The Times story in my New York edition also contains the following glitch: "Mr. Richter's comments came after pullback came after T.J. Gauthier, the deputy Energy secretary, said at the hearing. . ." The sentence needs either the word "comments" or the word "pullback" but not both, and it only needs the words "came after" once.
Other than the headline, this stuff is fairly minor, and would be unexceptional, except for the fact that, the day after running the long self-flagellating article about its own coverage, you might expect that the Times would take extra-special care to get everything right the next day.
Smoke 'Em With Your Parents: A column on the New York Times education page today criticizes school programs designed to educate students against illegal drugs. Here is the Times columnist's parenting advice: "Parents should insist that children have safe places to go with friends and that they know not to drive when 'high.' But threats of parental suicide and heartbreak may lead to secret experimentation in risky settings or with friends that parents neither know or approve."
This is a classic. How would the Times like children to experiment with drugs, if not in "secret"? Does it want the kids to toke up at the kitchen table with mom watching? Does the Times's attitude toward such experimentation extend to tobacco smoking or only to illicit narcotics? Times editorials and news stories have demonized the tobacco industry for encouraging tobacco use among children, but now we have a Times columnist encouraging parents to encourage their children to smoke dope, as long as the children don't drive and as long as it is in the company of friends that the parents approve of. How are the parents supposed to make sure that their children's drug use is done in the company of approved friends? Should mom invite the child's "approved" buddies over to get high around the kitchen table? At what age should this parentally endorsed drug-use start? There may be problems with drug abuse prevention policies in this country, but the Times-Cali Drug Cartel approach to parenting seems a less-than-ideal solution.

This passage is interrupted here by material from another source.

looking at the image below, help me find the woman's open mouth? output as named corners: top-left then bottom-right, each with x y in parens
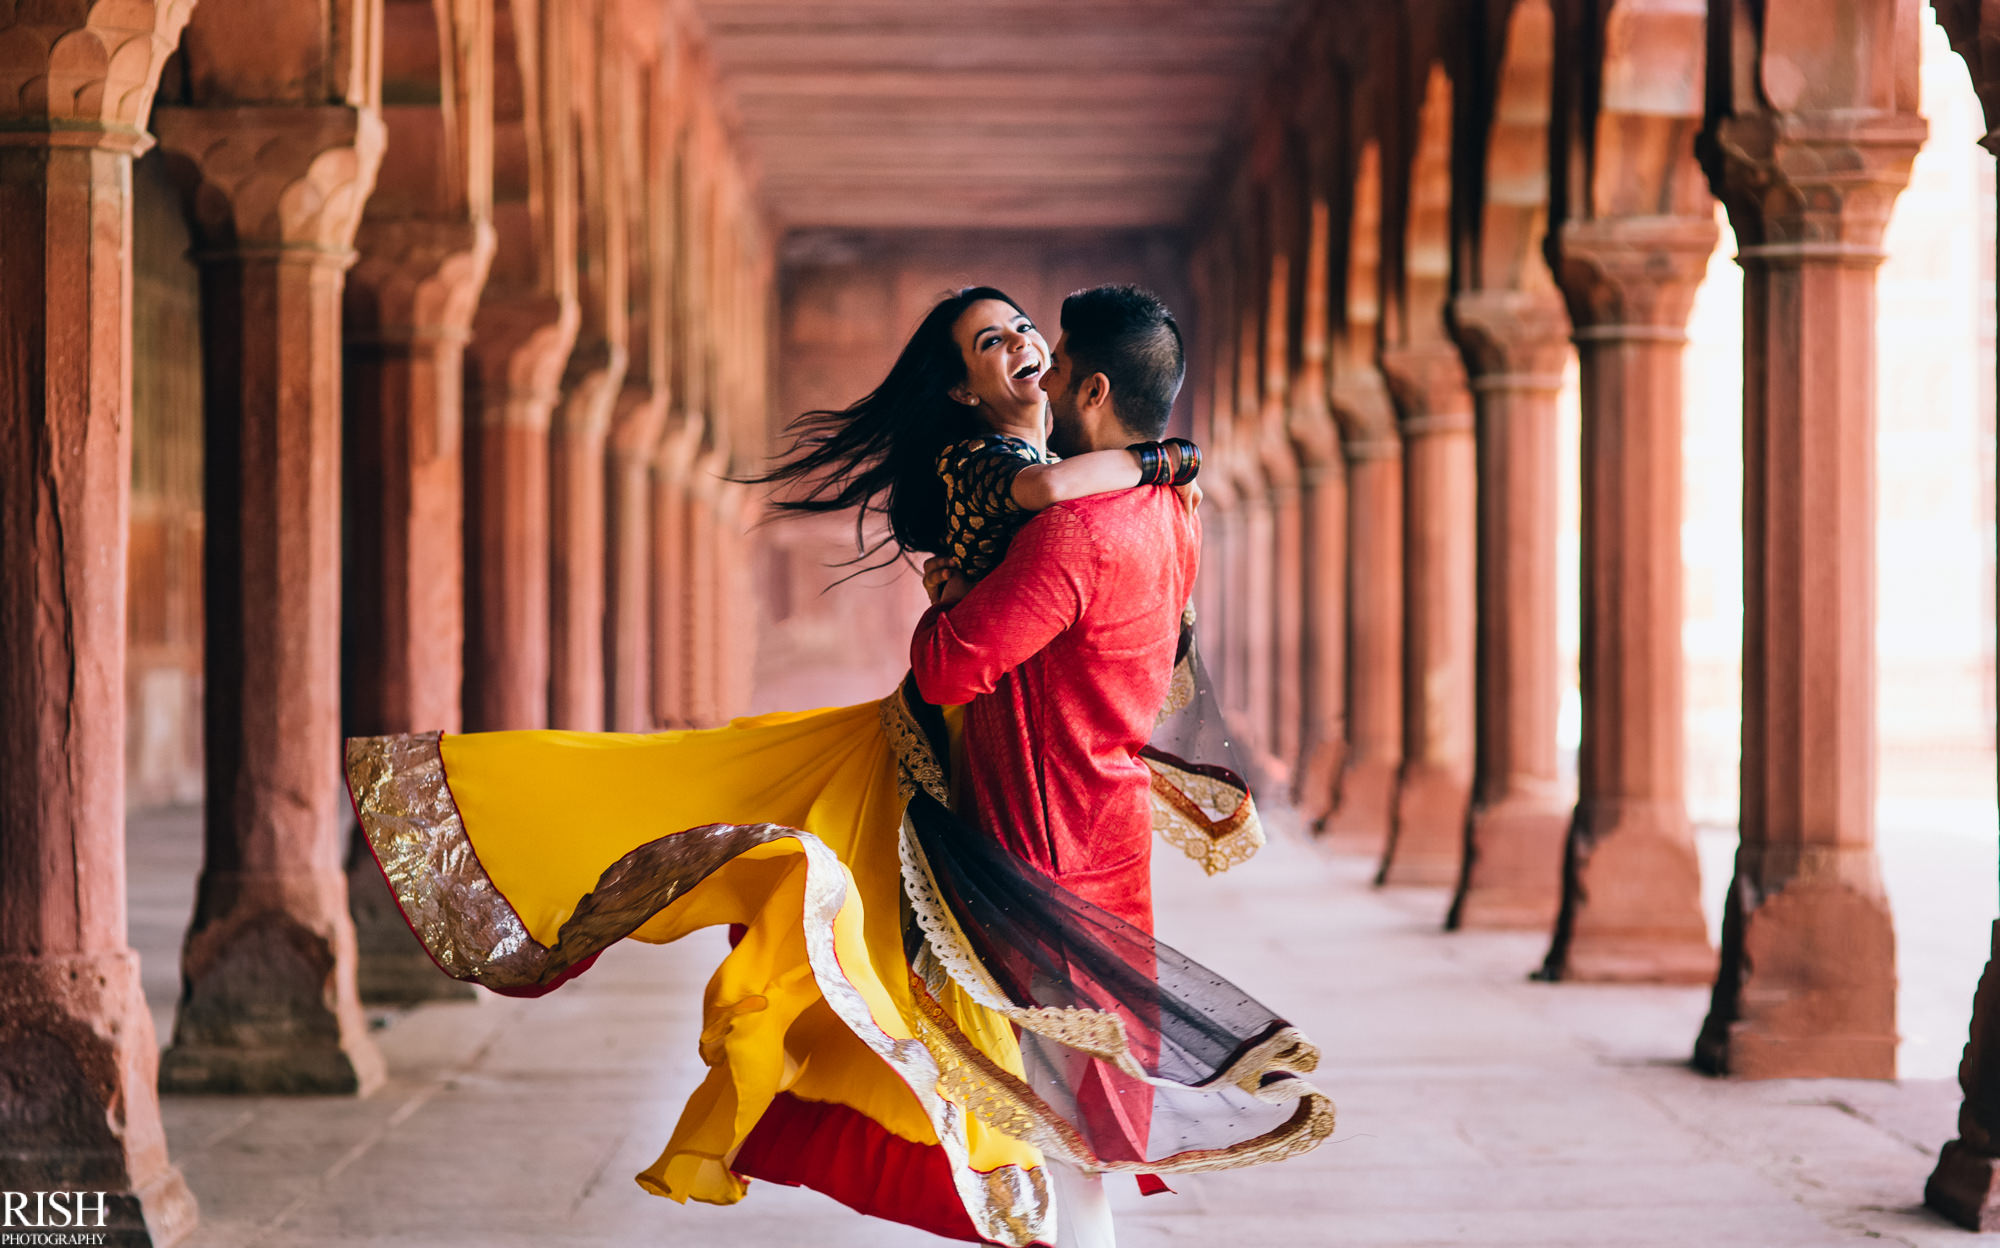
top-left (1012, 359), bottom-right (1043, 381)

Wrong Photos: The business section of the Times today miscaptions the photos of D.C. Circuit Court of Appeals judges Harry Edwards and David Sentelle, thus accomplishing an implicit race and ideology transplant, since Judge Edwards is black and liberal while Judge Sentelle is white and constantly under fire as too friendly with Jesse Helms. Walter Olson of Overlawyered.com noticed this and pointed it out to Smartertimes.com.
Wrong Wattage: A story in the metro section of today's Times reports on a new Spanish-language news radio station launching in New York. The story reports that the station will broadcast at 5,000 "megawatts," and that other, larger stations, transmit at 50,000 megawatts. As an astute Smartertimes.com reader, Bill Schweber, in Newton, Mass. points out, "No way! A megawatt is a million watts, and the maximum allowed for any station is 50,000 watts." The Times should have said watts, not megawatts.
Late Again: The Times national section reports today that the American government is suing Harvard University for damages in connection with a project in Russia by the Harvard Institute for International Development. That's old news to readers of the Wall Street Journal, which carried an article about the planned suit yesterday on page A4.